Fujimoto Kazuhiro J, Minami Shota, Yanai Takeshi
Institute of Transformative Bio-Molecules (WPI-ITbM), Nagoya University, Furocho, Chikusa, Nagoya 464-8601, Japan.
Department of Chemistry, Graduate School of Science, Nagoya University, Furocho, Chikusa, Nagoya 464-8601, Japan.
ACS Omega. 2022 May 25;7(22):19030-19039. doi: 10.1021/acsomega.2c02822. eCollection 2022 Jun 7.

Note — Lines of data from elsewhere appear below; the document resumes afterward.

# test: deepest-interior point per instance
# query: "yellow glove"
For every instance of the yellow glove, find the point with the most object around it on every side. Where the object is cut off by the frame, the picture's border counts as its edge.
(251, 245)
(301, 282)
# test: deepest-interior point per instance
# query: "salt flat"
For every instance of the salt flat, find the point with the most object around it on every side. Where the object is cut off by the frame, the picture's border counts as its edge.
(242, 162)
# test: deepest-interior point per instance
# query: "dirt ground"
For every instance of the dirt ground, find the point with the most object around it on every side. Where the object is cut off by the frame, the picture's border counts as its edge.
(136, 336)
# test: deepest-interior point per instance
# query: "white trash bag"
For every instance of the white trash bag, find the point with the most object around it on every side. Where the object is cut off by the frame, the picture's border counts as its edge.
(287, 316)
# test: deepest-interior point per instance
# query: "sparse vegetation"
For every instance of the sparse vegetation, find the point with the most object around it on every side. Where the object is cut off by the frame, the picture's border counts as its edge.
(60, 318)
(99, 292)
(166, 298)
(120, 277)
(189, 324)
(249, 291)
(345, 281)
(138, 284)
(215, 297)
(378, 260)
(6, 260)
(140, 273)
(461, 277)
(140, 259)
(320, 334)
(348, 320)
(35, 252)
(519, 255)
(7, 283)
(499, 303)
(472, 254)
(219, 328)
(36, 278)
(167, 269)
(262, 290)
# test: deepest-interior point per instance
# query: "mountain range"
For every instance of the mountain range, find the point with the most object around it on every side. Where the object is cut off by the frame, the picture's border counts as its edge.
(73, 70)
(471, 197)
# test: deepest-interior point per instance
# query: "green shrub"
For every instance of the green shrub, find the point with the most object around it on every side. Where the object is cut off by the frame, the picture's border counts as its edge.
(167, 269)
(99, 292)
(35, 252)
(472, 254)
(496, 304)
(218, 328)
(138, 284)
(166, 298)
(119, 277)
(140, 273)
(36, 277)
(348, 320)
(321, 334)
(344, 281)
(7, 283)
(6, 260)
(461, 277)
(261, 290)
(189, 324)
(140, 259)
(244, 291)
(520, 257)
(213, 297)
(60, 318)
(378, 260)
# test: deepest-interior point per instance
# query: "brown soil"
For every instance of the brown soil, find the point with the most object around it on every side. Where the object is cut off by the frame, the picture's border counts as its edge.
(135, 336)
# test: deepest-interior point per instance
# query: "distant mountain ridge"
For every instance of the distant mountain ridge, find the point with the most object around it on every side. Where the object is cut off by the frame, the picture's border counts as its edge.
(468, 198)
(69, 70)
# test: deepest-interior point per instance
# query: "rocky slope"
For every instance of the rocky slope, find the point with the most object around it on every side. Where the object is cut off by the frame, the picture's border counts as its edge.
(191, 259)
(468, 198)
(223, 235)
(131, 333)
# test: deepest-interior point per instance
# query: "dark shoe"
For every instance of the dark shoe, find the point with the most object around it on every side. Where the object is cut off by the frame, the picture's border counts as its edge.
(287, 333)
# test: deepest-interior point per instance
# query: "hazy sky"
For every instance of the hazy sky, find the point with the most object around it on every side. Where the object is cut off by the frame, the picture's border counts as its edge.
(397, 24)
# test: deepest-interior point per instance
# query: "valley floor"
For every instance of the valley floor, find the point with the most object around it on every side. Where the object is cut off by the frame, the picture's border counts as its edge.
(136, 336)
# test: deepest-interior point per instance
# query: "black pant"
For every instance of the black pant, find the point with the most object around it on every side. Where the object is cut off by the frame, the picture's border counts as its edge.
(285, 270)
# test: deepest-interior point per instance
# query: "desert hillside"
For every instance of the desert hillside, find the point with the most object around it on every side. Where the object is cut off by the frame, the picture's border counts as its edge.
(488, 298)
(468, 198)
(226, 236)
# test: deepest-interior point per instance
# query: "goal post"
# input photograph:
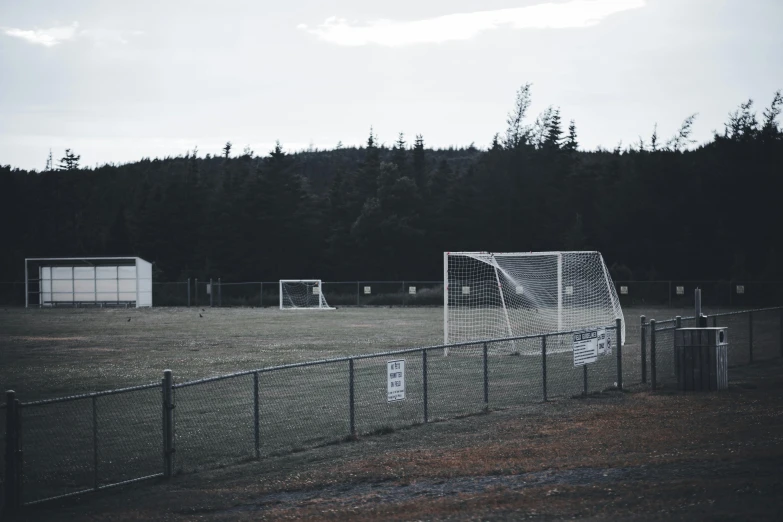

We propose a novel machine-learning-based scoring function for drug discovery that incorporates ligand and protein structural information into a knowledge-based PMF score. Molecular docking, a simulation method for structure-based drug design (SBDD), is expected to reduce the enormous costs associated with conventional experimental methods in terms of rational drug discovery. Molecular docking has two main purposes: to predict ligand-binding structures for target proteins and to predict protein-ligand binding affinity. Currently available programs of molecular docking offer an accurate prediction of ligand binding structures for many systems. However, the accurate prediction of binding affinity remains challenging. In this study, we developed a new scoring function that incorporates fingerprints representing ligand and protein structures as descriptors in the PMF score. Here, regression analysis of the scoring function was performed using the following machine learning techniques: least absolute shrinkage and selection operator (LASSO) and light gradient boosting machine (LightGBM). The results on a test data set showed that the binding affinity delivered by the newly developed scoring function has a Pearson correlation coefficient of 0.79 with the experimental value, which surpasses that of the conventional scoring functions. Further analysis provided a chemical understanding of the descriptors that contributed significantly to the improvement in prediction accuracy. Our approach and findings are useful for rational drug discovery.
我们提出了一种用于药物发现的基于机器学习的新型评分函数,该函数将配体和蛋白质结构信息纳入基于知识的PMF评分中。分子对接是一种基于结构的药物设计(SBDD)模拟方法,有望在合理药物发现方面降低与传统实验方法相关的巨大成本。分子对接有两个主要目的:预测靶蛋白的配体结合结构以及预测蛋白质-配体结合亲和力。目前可用的分子对接程序能对许多系统的配体结合结构进行准确预测。然而,准确预测结合亲和力仍然具有挑战性。在本研究中,我们开发了一种新的评分函数,该函数将代表配体和蛋白质结构的指纹作为描述符纳入PMF评分中。在此,使用以下机器学习技术对评分函数进行回归分析:最小绝对收缩和选择算子(LASSO)以及轻梯度提升机(LightGBM)。测试数据集的结果表明,新开发的评分函数给出的结合亲和力与实验值的皮尔逊相关系数为0.79,超过了传统评分函数。进一步分析对显著提高预测准确性的描述符进行了化学解读。我们的方法和发现对合理药物发现很有用。